The last case characterizing the spatial structure of molecules can be represented by two pyramids that have one common face and are interconnected by three vertices. An example is an acetylene molecule.
Firstly, such molecules do not have cis or trans isomers. Secondly, carbon atoms are not able to rotate around its axis. And thirdly, all atoms and their radicals are located on one axis, and the valence angle is 180 degrees.
Of course, the described cases can be applied to substances whose skeleton contains more than two hydrogen atoms. The principle of stereometric construction of such molecules is preserved.
Spatial structure of molecules of inorganic substances
The formation of covalent bonds in inorganic compounds is similar in mechanism to that of organic substances. For the formation of a bond, the presence of lone electron pairs for two atoms, which form a common electron cloud, is necessary.
The overlapping of orbitals during the formation of a covalent bond occurs along one line of the nuclei of atoms. If an atom forms two or more bonds, then the distance between them is characterized by the value of the valence angle.
If we consider a water molecule, which is formed by one oxygen atom and two hydrogen atoms, the valence angle should ideally be 90 degrees.

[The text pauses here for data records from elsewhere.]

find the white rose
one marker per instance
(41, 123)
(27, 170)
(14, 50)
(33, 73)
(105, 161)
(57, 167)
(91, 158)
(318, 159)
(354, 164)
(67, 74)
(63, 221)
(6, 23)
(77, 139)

However, experimental studies have proven that this value is 104.5 degrees. The spatial structure of the molecules differs from the theoretically predicted one due to the presence of interaction forces between hydrogen atoms. They repel each other, thereby increasing the valence angle between them.
Sp hybridization
Hybridization is the theory of the formation of identical hybrid orbitals of a molecule. This phenomenon occurs due to the presence of lone electron pairs at different energy levels in the central atom.
As an example, we consider the formation of covalent bonds of the BeCl2 molecule. In Beryllium, unshared electron pairs are at s and p levels, which in theory should serve as the reason for the formation of an uneven angular molecule. However, in practice they are linear, and the valence angle is 180 degrees.
Sp hybridization is used in the formation of two covalent bonds. However, there are other types of formation of hybrid orbitals.
Sp2 hybridization
This type of hybridization is responsible for the spatial structure of molecules with three covalent bonds. An example is the BCl3 molecule. The central barium atom has three lone electron pairs: two at the p level and one at the s level.
Three covalent bonds form a molecule, which is located in one plane, and its valence angle is 120 degrees.
Sp3 hybridization
Another variant of the formation of hybrid orbitals is when the central atom has 4 lone electron pairs: 3 at the p level and 1 at the s level. An example of such a substance is methane. The spatial structure of methane molecules is a tetraerd, in which the valence angle is 109.5 degrees. The change in the angle is characterized by the interaction of hydrogen atoms with each other.